In Deutschland sagte Innenminister Alexander Dobrindt (CSU), der Fall Liebich sei ein Beispiel für den «sehr simplen Missbrauch des Selbstbestimmungsgesetzes». Dagegen brauche es klare Regeln. «Die Justiz, die Öffentlichkeit und die Politik werden hier zum Narren gehalten, weil das Selbstbestimmungsgesetz die Möglichkeit dazu bietet», sagte Dobrindt im Interview mit dem deutschen «Stern». Eine Evaluation des Gesetzes ist eigentlich erst für 2026 geplant. Die Unionsfraktionen fordern nun eine Vorverlegung des Datums.

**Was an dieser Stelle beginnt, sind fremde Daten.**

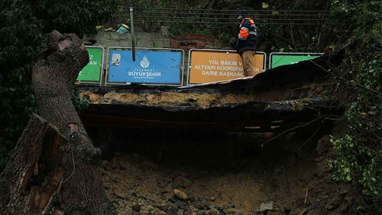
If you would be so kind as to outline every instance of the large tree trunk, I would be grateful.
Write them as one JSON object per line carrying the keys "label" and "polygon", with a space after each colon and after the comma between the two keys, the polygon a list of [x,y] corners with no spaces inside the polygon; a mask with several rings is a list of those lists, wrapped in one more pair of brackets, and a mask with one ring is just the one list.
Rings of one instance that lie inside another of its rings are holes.
{"label": "large tree trunk", "polygon": [[42,214],[60,190],[71,148],[57,129],[36,114],[0,175],[0,214]]}
{"label": "large tree trunk", "polygon": [[100,150],[93,146],[72,102],[74,83],[89,62],[87,52],[75,34],[54,31],[44,54],[32,73],[37,108],[73,147],[58,195],[60,206],[65,215],[114,214],[101,180]]}

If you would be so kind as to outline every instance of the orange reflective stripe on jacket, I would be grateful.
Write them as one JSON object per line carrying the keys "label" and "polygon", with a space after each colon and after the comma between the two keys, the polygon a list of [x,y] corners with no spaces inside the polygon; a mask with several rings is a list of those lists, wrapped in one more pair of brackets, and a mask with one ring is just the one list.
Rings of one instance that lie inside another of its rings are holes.
{"label": "orange reflective stripe on jacket", "polygon": [[239,34],[239,36],[242,39],[246,38],[249,35],[249,33],[247,30],[241,28],[240,29],[240,33]]}

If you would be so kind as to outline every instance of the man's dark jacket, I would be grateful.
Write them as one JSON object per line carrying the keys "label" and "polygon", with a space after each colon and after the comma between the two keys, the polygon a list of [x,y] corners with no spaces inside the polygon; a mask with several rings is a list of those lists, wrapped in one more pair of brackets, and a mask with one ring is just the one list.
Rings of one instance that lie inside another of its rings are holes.
{"label": "man's dark jacket", "polygon": [[240,21],[235,48],[238,53],[241,54],[244,51],[256,50],[255,42],[257,38],[257,31],[251,18],[245,17]]}

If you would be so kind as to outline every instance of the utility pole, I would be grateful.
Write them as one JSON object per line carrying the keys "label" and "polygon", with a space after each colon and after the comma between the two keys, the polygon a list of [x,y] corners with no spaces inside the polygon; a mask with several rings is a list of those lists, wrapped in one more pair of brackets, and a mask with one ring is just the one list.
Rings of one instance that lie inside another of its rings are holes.
{"label": "utility pole", "polygon": [[133,14],[133,3],[130,3],[130,25],[131,29],[131,47],[133,50],[133,61],[135,61],[135,41],[134,37],[134,22]]}

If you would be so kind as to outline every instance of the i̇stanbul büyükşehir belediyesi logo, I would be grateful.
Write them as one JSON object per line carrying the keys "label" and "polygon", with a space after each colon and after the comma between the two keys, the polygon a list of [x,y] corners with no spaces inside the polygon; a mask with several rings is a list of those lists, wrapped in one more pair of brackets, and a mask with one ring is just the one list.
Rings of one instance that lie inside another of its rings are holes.
{"label": "i\u0307stanbul b\u00fcy\u00fck\u015fehir belediyesi logo", "polygon": [[147,59],[147,56],[146,55],[143,56],[143,58],[141,61],[141,66],[143,68],[147,68],[150,65],[150,61]]}

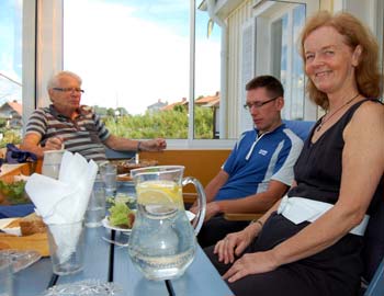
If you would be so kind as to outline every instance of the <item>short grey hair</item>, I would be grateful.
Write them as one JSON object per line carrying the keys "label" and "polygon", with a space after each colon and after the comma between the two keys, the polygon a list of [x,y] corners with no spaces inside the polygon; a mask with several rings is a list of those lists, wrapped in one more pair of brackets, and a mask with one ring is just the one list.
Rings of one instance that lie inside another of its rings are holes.
{"label": "short grey hair", "polygon": [[60,71],[60,72],[54,75],[49,79],[48,84],[47,84],[47,90],[49,91],[50,89],[56,88],[59,83],[60,78],[65,77],[65,76],[69,76],[69,77],[75,78],[79,82],[79,84],[81,86],[82,80],[81,80],[80,76],[78,76],[77,73],[74,73],[71,71]]}

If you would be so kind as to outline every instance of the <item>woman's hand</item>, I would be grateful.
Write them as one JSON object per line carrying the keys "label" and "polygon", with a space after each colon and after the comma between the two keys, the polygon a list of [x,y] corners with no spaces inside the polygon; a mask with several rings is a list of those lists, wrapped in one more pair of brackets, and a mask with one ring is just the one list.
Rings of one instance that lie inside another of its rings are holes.
{"label": "woman's hand", "polygon": [[227,235],[223,240],[217,241],[214,253],[218,255],[218,261],[224,264],[233,263],[235,255],[240,255],[256,237],[248,226],[241,231]]}
{"label": "woman's hand", "polygon": [[[246,275],[270,272],[278,266],[273,251],[247,253],[236,260],[234,265],[223,275],[223,278],[233,283]],[[279,285],[279,283],[276,284]]]}
{"label": "woman's hand", "polygon": [[48,138],[45,143],[45,149],[44,150],[61,150],[64,140],[59,137],[53,137]]}
{"label": "woman's hand", "polygon": [[167,141],[162,138],[142,141],[140,148],[144,151],[161,151],[167,148]]}

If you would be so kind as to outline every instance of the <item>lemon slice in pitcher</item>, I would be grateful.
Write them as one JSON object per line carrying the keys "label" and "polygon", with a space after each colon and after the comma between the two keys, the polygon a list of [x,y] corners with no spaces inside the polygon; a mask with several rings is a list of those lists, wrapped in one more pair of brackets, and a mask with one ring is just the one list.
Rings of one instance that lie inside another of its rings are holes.
{"label": "lemon slice in pitcher", "polygon": [[142,182],[136,187],[137,203],[142,205],[183,206],[181,186],[172,181],[156,180]]}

Die queerpolitische Sprecherin der Grünen, Nyke Slawik, sprach sich am Dienstag klar gegen den Ansatz der Union aus. «Wegen einer Person, die das Selbstbestimmungsgesetz eventuell missbräuchlich in Anspruch genommen hat, nun die Grundrechte von trans, inter und nicht binären Personen pauschal beschneiden zu wollen, wäre populistisch und entsetzlich zugleich», sagte sie laut «Spiegel».
Wie geht es jetzt weiter?
Wo Svenja-Marla Liebich ihre Haftstrafe letztlich absitzen wird, ist noch offen. Die erste Vorladung in eine Frauenanstalt war laut dem sächsischen Justizministerium, das der JVA Chemnitz übergeordnet ist, noch keine endgültige Entscheidung. Einzelfälle würden sorgfältig geprüft. In Zweifelsfällen werde eine ärztliche oder psychologische Stellungnahme eingeholt, heisst es weiter. So würden Mitinhaftierte und Betroffene geschützt. Gegen die Gutachten hat sich Liebich auf «X» bereits ausgesprochen: «Hab soeben vorsorglich meine Patientenverfügung an die JVA Chemnitz geschickt. Im Vorfeld klargestellt: keine psychologische Begutachtung, keine Zwangsmassnahmen ohne Einwilligung. So vergesse ich auch drin nichts – alles ist geregelt.»